This is probably a small contribution, but I'll mention it nonetheless.

Context scoring

To a certain extent you're already looking at the context of a word by using the position in which it's placed. You could add another factor to this by ranking words that appear in a heading (H1, H2, etc.) higher than words inside a paragraph, higher than perhaps words in a bulleted list, etc.

Frequency sanitization

Detecting stop words based on a language might work, but perhaps you could consider using a bell curve to determine which word frequencies / densities are too extravagant (e.g. strip lower 5% and upper 95%). Then apply the scoring on the remaining words. Not only does it prevent stop words, but also key word abuse, at least in theory :)

Ja͢ck
  • 170,779
  • 38
  • 263
  • 309
4

@ refining 'Steps'

In regards to doing these many steps, i would go with a bit 'enhanced' solution, suturing some of your steps together.

Not sure, whether a full lexer is better though, if you design it perfectly to fit your needs, e.g. look only for text within hX etc. But you would have to mean _serious business since it can be a headache to implement. Though i will put my point out and say that a Flex / Bison solution in another language (PHP offers poor support as it is such a high-level language) would be an 'insane' speed boost.

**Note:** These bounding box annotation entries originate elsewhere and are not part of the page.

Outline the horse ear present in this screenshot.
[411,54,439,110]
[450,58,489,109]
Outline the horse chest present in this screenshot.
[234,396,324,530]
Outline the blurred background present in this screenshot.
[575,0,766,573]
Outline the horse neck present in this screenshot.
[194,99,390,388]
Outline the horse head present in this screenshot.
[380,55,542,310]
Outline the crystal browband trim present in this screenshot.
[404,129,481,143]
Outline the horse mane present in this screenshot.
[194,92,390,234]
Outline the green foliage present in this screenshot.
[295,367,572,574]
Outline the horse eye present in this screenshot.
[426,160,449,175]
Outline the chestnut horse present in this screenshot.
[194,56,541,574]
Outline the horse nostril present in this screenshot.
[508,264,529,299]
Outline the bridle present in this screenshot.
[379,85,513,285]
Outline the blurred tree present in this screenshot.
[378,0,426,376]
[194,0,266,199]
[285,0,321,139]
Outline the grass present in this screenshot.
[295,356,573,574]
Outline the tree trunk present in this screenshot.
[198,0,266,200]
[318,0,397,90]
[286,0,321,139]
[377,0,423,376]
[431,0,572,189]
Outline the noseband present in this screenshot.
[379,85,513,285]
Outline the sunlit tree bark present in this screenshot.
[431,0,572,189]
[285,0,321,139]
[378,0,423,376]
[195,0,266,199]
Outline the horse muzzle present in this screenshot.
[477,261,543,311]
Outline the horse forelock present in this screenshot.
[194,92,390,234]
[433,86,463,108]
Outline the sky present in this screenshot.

However, luckily libxml provides magnificent features and as the following should show, you will end up having multiple steps in one. Before the point where you analyse the contents, setup language(stopwords), minify the NodeList set and work from there.

  1. load full page in
  2. detect language
  3. extract only <body> into seperate field
  4. release a tad of memory from <head> and others like, eg. unset($fullpage);
  5. fire your algorithm (if pcntl - linux host - is available, forking and releasing browser is a nice feature)

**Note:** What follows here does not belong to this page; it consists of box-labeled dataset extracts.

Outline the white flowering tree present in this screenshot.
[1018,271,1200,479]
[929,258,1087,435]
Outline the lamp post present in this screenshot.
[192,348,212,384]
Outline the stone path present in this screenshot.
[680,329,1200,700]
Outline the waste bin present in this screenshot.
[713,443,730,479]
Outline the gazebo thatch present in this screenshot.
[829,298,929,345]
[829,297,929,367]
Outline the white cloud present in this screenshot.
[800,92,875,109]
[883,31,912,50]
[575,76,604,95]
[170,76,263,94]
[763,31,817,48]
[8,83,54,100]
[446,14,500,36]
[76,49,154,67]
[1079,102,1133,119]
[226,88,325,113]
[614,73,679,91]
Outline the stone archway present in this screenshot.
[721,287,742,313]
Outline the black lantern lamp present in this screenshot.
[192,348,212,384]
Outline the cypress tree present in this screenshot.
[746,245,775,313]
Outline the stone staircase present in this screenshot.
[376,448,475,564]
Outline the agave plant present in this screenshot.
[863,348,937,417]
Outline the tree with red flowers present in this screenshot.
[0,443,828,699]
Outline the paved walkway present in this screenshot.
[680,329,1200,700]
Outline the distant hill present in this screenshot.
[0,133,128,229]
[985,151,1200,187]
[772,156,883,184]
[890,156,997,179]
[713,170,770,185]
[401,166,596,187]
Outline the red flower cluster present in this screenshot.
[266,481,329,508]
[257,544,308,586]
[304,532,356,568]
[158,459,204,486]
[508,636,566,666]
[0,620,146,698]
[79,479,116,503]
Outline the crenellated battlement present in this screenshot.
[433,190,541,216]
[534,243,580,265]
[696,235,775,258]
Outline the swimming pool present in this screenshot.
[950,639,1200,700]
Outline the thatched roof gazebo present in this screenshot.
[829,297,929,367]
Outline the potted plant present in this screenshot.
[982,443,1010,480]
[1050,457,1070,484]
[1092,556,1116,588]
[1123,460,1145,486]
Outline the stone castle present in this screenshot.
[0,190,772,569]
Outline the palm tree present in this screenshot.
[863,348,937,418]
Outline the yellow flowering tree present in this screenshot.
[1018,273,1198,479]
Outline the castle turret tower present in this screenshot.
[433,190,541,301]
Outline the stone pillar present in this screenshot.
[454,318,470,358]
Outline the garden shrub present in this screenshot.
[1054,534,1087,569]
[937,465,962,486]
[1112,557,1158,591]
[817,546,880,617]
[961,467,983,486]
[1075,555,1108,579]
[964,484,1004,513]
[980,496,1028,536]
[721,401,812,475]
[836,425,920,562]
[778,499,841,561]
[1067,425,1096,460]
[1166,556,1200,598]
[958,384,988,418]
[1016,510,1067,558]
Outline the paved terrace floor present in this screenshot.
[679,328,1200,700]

While using DOM parsers, one should realize that settings may introduce further validation for attributes href and src, depending on library (such as parse_url and likes)

Another way of getting by the timeout / memory consumption stuff is to call php-cli (also works for a windows host) and 'get on with business' and start next document. See this question for more info.

If you scroll down a bit, look at the proposed schema - initial crawling would put only body in database (and additionally lang in your case) and then run a cron-script, filling in the ft_index whilst using the following function

    function analyse() {
        ob_start(); // dont care about warnings, clean ob contents after parse
        $doc->loadHTML("<html><head><meta http-equiv=\"Content-Type\" content=\"text/html;charset=UTF-8\"/></head><body><pre>" . $this->html_entity_decode("UTF-8") . "</pre></body>");
        ob_end_clean();
        $weighted_ft = array('0'=>"",'5'=>"",'15'=>"");

        $includes = $doc->getElementsByTagName('h1');
        // relevance wieght 0
        foreach ($includes as $h) {


                $text = $h->textContent;
                // check/filter stopwords and uniqueness
                // do so with other weights as well, basically narrow it down before counting
                $weighted_ft['0'] .= " " . $text;


        }
        // relevance wieght 5
        $includes = $doc->getElementsByTagName('h2');
        foreach ($includes as $h) {
            $weighted_ft['5'] .= " " . $h->textContent;
        }
        // relevance wieght 15
        $includes = $doc->getElementsByTagName('p');
        foreach ($includes as $p) {
            $weighted_ft['15'] .= " " . $p->textContent;
        }
            // pseudo; start counting frequencies and stuff
            // foreach weighted_ft sz do 
            //   foreach word in sz do 
            //      freqency / prominence
 }

    function html_entity_decode($toEncoding) {
        $encoding = mb_detect_encoding($this->body, "ASCII,JIS,UTF-8,ISO-8859-1,ISO-8859-15,EUC-JP,SJIS");
        $body = mb_convert_encoding($this->body, $toEncoding, ($encoding != "" ? $encoding : "auto"));
        return html_entity_decode($body, ENT_QUOTES, $toEncoding);
    }

The above is a class, resembling your database which has the page 'body' field loaded in prehand.

Again, as far as database handling goes, i ended up inserting the above parsed result into a full-text flagged tablecolumn so that future lookups would go seemlessly. This is a huge advantage for db engines.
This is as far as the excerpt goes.